コンスエロ自身が、そういっている。夫サン・テグジュペリとの日々を綴った、『バラの回想』という本を出しているのだ。自称して憚らない高慢も、「バラ」そのものじゃないかと、もう納得するしかない。

 

最後まで離婚しなかった夫婦

 もとよりコンスエロは正式に結婚した妻だった。子供はできなかったが、サン・テグジュペリとは最後まで離婚していない。離れて暮らした時期もあったが、だからこそ『星の王子さま』の、王子さまが最後には「バラ」のもとに帰ろうとする件にも重なる。

 実際、それは作者の実人生を予言したかのような場面だ。時代は第二次大戦中で、サン・テグジュペリは亡命していたアメリカ、ニューヨークにコンスエロを残して、ひとりヨーロッパの戦場に向かった。作家は飛行機乗りとしても知られるが、1944年7月、フランス空軍の偵察機で出撃して、そのまま亡くなっている。

「わかるよね。遠すぎるんだよ。ぼく、この体をもって帰るわけにはいかないんだ。重たすぎて」

(文春文庫『星の王子さま』倉橋由美子訳より)

 そういって蛇に咬まれた王子と同じに、サン・テグジュペリの魂も自分の「バラ」のもとに帰っていったのだといえば、悲しくも美しく──まさに純愛を地で行く二人だったように思われるが、ちょっと待て。

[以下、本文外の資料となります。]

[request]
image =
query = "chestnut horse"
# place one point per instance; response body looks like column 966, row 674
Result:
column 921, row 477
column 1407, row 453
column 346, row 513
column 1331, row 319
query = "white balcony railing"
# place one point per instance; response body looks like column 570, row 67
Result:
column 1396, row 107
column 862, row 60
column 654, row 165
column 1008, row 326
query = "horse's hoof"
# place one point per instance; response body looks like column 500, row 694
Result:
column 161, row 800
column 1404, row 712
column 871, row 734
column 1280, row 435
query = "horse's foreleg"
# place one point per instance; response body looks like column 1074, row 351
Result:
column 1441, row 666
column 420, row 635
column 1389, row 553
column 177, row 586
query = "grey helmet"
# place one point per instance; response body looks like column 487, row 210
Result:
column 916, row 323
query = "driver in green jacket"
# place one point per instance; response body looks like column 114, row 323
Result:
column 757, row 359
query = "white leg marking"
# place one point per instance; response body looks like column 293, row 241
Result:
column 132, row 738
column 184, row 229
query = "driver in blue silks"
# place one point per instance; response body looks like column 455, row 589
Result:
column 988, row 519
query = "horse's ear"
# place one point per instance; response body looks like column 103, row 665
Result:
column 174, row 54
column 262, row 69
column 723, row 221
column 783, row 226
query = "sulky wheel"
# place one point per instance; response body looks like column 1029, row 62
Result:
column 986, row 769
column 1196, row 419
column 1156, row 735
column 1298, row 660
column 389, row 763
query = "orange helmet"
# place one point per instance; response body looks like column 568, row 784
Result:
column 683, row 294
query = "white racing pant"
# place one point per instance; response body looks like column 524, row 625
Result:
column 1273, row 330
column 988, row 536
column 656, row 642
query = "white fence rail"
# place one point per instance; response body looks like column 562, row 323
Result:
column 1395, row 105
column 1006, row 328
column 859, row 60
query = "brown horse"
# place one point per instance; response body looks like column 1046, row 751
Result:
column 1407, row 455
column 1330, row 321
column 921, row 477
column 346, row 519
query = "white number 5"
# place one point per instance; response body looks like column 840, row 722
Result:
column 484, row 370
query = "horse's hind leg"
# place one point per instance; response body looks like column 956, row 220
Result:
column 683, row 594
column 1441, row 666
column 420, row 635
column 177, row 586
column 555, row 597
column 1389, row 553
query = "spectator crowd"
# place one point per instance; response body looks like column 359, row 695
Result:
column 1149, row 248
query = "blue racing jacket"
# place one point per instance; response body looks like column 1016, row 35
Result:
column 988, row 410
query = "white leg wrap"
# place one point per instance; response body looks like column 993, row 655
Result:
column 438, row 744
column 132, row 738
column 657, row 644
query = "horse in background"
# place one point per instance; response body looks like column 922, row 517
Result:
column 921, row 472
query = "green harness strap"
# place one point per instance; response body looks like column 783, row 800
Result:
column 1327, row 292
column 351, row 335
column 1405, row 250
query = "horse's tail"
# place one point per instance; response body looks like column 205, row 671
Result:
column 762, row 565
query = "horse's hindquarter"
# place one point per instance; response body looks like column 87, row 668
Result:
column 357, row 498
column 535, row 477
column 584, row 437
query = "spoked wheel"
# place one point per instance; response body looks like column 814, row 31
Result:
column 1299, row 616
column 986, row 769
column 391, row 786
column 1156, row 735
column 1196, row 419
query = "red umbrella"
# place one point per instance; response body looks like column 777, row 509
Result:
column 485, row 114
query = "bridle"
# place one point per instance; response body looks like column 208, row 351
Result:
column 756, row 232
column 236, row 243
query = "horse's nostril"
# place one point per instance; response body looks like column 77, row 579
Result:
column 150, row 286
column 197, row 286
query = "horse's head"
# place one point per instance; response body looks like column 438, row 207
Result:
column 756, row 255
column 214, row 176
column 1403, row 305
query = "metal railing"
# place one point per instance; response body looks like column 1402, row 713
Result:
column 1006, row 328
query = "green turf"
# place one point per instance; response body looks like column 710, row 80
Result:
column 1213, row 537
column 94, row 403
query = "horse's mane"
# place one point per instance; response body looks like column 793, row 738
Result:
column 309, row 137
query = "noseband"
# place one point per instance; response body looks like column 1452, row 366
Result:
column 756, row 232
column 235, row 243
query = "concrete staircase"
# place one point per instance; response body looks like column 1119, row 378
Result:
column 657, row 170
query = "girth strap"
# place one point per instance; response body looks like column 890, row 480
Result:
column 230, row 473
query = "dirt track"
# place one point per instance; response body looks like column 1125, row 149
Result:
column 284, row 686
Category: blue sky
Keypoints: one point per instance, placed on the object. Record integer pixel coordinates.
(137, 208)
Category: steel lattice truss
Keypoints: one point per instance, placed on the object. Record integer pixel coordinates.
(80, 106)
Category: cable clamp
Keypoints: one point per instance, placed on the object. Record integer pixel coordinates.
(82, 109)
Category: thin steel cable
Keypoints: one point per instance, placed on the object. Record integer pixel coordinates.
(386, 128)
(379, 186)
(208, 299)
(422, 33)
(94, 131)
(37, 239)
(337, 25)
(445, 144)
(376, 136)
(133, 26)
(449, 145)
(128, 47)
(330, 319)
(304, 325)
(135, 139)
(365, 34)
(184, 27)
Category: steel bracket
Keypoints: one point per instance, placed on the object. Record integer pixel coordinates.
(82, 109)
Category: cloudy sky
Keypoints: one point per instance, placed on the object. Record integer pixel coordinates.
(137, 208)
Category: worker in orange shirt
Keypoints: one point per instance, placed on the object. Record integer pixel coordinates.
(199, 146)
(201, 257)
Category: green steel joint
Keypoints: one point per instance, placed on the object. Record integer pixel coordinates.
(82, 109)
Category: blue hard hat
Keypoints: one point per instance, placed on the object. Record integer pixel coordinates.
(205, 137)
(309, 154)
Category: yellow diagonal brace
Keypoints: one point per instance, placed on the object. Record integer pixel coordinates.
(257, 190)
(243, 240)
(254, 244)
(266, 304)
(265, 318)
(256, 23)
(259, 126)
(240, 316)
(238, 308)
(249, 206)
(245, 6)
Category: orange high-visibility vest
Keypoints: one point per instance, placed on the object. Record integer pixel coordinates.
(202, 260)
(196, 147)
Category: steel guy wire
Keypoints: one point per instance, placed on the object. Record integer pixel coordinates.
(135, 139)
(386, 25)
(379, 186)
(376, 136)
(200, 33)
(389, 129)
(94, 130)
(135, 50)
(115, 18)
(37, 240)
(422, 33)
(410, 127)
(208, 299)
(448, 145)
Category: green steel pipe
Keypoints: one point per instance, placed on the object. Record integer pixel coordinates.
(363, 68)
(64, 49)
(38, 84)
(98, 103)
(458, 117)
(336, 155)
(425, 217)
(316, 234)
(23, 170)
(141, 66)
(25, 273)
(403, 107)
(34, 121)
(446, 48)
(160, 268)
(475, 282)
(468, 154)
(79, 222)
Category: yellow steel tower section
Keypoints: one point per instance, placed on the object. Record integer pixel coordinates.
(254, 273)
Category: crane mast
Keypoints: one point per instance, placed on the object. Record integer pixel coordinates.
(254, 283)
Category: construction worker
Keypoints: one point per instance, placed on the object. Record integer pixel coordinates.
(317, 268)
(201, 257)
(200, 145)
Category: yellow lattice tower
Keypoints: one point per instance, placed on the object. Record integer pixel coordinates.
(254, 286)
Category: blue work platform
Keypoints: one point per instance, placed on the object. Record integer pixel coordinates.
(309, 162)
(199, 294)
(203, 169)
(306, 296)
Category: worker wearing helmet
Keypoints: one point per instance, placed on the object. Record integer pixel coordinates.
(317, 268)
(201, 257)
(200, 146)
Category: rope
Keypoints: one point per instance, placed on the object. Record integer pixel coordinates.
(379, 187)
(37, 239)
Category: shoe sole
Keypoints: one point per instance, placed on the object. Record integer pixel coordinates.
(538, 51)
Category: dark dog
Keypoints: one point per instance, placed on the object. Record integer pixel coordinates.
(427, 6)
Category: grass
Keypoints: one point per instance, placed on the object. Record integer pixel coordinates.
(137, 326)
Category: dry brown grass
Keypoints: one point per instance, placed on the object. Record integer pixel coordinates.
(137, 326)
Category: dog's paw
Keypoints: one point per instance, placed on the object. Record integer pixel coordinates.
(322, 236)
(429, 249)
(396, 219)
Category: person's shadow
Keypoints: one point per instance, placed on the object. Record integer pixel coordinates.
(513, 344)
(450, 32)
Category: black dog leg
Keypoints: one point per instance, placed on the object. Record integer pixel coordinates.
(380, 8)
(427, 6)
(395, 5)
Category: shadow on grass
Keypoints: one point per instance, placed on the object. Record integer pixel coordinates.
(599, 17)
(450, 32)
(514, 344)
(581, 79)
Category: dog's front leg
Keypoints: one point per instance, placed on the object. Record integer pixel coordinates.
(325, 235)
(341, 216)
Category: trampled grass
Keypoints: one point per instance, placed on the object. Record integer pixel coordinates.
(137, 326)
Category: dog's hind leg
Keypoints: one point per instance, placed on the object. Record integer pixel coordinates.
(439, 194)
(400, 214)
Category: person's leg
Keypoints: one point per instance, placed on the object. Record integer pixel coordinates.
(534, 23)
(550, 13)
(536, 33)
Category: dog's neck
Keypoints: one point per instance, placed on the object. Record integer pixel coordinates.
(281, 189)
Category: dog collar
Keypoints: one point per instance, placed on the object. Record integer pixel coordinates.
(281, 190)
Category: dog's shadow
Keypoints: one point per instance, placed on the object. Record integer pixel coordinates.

 ここで『星の王子さま』のファン心理を裏切るようで、何とも心苦しいのだが、実をいえばアントワーヌ・ドゥ・サン・テグジュペリは、一途な愛妻家といった判子をポンと押してやれるような男ではなかった。恋人というか、愛人というか、女性はコンスエロの他にもいた。それも沢山だ。いや、沢山なら、かえって救われるか。なかには「正妻」といえるような、多年にわたる関係を築いた相手もいた。ネリー・ドゥ・ヴォギュエといい、まあ、こちらも人妻ではあったのだが、愛人の死後には「ピエール・シュヴリエ」の男名前で、サン・テグジュペリの伝記を著している。未公開の手紙(自分がもらった手紙)なども引用して、やたらと詳しい(当たり前か)伝記であり、『バラの回想』と併せると、作家の私生活が全て明るみに出てしまう所以だが、さておきである。